Having said that, I think that the new protocol on best practice between the Government and the Law Commission, agreed in March last year, should help. The protocol aims to ensure that the Law Commission takes forward only projects to which Departments are fully committed; that there is a close working relationship during the project; that the Law Commission produces impact assessments looking at the costs and benefits of proposals; and that Departments respond quickly once the Law Commission reports.
The Law Commission will soon be putting forward proposals for its 11th programme of work. That will be the first programme agreed in the light of the new protocol, and I am confident that it will assist in reducing delays both in responding to the Law Commission when proposals are accepted and in implementing them.
However, neither the Law Commission nor the Justice Committee could function as effectively as they do without the support of those who respond to consultations and calls for evidence. The experts who give freely of their time and experience are perhaps the unsung heroes of law reform work. It is invidious to single out organisations or individuals, but I note that the Law Society and the Bar Council replied not only to the Law Commission’s 2003 consultation and the Ministry of Justice’s 2009 consultation, but gave evidence to the Justice Committee in 2010.

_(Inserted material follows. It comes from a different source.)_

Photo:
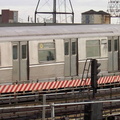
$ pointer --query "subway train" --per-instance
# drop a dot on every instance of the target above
(55, 52)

I would like to thank all those who have replied to the Law Commission, the Committee and my own Department over the years. Unsurprisingly, the Bill does not reflect all their views, but I can assure them that their comments were all carefully considered and taken into account. I am confident that this Bill would command the support of the overwhelming majority of them.
I will now explain why the Government are supporting this Bill. Obviously, we are pleased that the Bill represents a return on the investment of public money in the Law Commission. The Government are committed to ensuring that the law is modern, simple and accessible. Usually, and properly, it is the Government who introduce Law Commission Bills; there is, however, no reason at all why the introduction of Law Commission Bills should be the preserve of the Government alone. Indeed, I would encourage hon. Members who in future years find themselves well placed in the ballot for private Members’ Bills to consider whether they might imitate the example of my right hon. Friend and discuss with the Law Commission whether any of its Bills might be suitable for debate. My right hon. Friend has set a very good example, and I thank him for that.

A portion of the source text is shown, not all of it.